The G8’s New Alliance for Food Security and Nutrition, which aims to lift 50 million Africans out of poverty over the next 10 years by means of private investment, has already tabled billions of dollars in commitments from international investors since its launch last year. In Nigeria alone, $8bn has been invested in the agriculture sector since 2011, with money now flowing into new crop processing zones from the likes of Cargill and Unilever. Other initiatives like the Grow Africa partnership also aim to leverage private capital for African farming.

But Ms Karuku believes there is further to travel. “We need a lot more investment and a quickened pace in terms of deliverable actions, so that it is not just talking and we are actually going to do it,” she says.

Not everyone is pleased with Agra’s stance on commercial investment, though. Some civil society organisations argue that the private-led approach is the wrong solution to Africa’s growing hunger crisis. As with Brazil’s Cerrado, or other developing agricultural economies, they fear a new era of land grabs, and argue that the smallholders who produce the majority of the continent’s food could be pushed off their land to make way for big investors whose aim is to control African food supplies.

Ms Karuku refutes these concerns. “The way I see it, there is a big role for the private sector in African agriculture,” she says. “First, we have a growing local private sector that is playing an important part in making farming sustainable and profitable. Second are the multinationals that come to buy produce out of Africa, and this has been happening for a long time. The tradition of companies like Nestlé and Unilever linking their supply chains to African farmers has been a long one, and is positive.”

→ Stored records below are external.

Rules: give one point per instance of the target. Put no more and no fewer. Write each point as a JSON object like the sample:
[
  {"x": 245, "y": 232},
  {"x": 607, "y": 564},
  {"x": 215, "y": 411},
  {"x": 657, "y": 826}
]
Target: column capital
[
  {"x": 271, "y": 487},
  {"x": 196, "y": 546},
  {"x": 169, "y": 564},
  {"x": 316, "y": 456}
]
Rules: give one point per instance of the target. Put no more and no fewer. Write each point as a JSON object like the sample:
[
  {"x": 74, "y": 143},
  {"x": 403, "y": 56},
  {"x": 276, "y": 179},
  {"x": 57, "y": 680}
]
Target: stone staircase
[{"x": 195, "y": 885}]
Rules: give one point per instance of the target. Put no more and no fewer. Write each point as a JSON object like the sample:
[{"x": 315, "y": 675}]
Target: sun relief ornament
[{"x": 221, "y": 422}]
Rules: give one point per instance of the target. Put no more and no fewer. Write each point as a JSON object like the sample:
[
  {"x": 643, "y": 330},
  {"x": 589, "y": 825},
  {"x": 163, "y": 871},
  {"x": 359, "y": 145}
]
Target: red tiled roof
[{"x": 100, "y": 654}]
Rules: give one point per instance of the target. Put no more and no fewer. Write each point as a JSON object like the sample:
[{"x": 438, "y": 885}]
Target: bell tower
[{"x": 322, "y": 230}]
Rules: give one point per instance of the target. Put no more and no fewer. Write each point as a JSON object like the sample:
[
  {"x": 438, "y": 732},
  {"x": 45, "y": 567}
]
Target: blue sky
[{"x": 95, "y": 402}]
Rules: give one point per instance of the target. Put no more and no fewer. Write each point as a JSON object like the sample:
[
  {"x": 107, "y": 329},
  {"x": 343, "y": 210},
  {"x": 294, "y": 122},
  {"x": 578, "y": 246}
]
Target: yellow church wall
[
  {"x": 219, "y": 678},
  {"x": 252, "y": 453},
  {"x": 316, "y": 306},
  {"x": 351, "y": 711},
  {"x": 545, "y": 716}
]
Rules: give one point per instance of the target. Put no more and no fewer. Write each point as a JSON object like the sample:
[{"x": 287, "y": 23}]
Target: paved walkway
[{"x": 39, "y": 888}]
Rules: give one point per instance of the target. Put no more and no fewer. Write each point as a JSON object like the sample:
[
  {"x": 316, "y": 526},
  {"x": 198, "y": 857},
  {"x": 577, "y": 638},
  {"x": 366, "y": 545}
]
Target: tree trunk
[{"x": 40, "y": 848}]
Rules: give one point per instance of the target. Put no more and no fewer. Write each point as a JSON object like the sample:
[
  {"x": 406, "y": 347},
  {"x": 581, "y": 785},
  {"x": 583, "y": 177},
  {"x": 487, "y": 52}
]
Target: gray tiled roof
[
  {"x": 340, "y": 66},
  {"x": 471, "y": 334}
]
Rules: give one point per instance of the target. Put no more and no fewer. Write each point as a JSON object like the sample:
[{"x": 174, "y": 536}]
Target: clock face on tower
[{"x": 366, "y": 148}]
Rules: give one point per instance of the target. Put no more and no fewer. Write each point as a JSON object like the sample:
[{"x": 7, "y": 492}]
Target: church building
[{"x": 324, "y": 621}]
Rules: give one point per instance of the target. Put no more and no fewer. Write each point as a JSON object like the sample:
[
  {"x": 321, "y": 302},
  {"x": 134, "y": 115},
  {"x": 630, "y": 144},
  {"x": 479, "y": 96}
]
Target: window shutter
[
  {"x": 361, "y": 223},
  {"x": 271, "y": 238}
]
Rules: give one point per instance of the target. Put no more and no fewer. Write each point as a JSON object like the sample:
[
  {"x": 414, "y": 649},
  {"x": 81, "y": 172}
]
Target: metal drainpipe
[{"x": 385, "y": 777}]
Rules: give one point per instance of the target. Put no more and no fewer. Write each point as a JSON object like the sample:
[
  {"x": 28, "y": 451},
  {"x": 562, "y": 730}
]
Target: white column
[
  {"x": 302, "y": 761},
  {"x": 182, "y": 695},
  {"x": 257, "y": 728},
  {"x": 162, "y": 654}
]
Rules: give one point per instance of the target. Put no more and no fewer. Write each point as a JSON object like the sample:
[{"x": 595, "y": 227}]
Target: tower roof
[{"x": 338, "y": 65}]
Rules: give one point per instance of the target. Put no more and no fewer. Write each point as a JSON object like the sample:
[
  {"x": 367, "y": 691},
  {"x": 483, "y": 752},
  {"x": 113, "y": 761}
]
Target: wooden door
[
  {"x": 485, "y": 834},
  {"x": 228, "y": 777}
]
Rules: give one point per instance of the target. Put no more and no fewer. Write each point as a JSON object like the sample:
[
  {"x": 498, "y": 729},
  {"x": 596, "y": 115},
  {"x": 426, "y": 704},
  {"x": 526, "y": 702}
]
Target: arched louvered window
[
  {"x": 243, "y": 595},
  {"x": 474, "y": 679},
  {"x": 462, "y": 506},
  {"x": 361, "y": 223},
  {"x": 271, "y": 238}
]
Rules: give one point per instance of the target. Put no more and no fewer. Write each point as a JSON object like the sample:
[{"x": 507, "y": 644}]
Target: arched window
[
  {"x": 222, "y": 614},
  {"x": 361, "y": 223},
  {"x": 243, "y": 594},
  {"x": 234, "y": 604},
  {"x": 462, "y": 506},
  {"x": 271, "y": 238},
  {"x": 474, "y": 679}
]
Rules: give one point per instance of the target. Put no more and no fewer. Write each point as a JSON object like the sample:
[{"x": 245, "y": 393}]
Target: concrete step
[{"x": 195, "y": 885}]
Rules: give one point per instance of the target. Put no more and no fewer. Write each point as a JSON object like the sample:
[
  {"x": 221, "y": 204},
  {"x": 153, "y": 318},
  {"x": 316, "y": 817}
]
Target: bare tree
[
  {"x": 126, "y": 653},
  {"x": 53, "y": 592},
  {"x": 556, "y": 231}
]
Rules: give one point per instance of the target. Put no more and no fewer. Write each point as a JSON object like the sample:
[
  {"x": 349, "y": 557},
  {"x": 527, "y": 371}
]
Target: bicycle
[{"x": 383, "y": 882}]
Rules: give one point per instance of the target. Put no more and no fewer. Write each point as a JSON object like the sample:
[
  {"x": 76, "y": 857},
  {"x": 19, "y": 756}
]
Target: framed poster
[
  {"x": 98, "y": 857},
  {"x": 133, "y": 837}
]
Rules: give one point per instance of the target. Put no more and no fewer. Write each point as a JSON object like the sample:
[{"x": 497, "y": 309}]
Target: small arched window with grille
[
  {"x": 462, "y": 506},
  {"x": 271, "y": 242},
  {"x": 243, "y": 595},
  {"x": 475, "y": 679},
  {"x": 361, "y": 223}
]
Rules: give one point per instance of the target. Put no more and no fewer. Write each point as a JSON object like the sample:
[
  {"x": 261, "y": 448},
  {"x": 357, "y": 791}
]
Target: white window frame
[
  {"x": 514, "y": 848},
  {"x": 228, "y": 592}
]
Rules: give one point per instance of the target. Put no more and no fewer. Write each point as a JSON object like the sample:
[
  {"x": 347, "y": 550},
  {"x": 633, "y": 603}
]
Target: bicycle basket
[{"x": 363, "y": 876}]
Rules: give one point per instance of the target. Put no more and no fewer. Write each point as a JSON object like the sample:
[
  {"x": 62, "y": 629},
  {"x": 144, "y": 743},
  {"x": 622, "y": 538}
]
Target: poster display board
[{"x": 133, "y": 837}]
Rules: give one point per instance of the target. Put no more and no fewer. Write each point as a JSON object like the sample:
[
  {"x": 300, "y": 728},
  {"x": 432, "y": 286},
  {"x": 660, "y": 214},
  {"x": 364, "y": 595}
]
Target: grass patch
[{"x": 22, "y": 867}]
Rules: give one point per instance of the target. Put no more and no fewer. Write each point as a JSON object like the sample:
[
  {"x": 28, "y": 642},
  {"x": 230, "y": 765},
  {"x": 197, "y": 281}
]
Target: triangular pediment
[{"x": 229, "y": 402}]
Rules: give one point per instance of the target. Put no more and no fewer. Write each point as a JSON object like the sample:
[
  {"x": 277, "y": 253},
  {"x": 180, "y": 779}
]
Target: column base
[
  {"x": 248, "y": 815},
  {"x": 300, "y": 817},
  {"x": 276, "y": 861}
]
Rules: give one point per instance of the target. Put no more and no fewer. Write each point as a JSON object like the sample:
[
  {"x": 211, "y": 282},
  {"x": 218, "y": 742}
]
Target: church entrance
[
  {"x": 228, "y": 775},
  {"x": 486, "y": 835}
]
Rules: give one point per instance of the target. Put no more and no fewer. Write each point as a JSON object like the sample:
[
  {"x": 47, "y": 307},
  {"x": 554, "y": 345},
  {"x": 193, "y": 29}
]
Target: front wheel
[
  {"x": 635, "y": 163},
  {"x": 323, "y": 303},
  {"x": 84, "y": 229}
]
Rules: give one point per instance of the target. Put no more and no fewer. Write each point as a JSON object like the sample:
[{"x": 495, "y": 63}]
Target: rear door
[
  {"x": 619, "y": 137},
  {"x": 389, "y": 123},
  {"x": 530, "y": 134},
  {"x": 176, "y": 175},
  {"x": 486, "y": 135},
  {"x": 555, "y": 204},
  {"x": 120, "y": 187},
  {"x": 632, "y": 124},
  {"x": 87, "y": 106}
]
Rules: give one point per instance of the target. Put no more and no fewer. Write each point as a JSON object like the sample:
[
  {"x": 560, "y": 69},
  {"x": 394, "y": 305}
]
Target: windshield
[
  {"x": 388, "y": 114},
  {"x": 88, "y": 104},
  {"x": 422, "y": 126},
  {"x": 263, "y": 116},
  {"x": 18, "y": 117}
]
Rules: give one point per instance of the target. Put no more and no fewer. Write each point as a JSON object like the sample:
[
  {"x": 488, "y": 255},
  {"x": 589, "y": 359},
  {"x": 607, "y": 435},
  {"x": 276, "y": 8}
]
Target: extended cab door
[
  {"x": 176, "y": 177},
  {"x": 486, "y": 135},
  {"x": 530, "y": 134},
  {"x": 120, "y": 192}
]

Rather than fearing private investment, more needs to be done to support governments at a policy level, she says: “The deals have to be worked out in an equitable and transparent process, but we cannot do without both local and international private sector involvement.”

With these growing investment flows, coupled with increasing commitments by African governments to agriculture, Ms Karuku sees reasons to be optimistic. “There is evidence that things are starting to change. The only challenge is that it is happening in pockets, and it is not wholesome  – so it is a question of replicating that to get those effects across the continent,” she says. “My dream is to make sure that all of this trickles down, that the smallholder is touched by these initiatives.”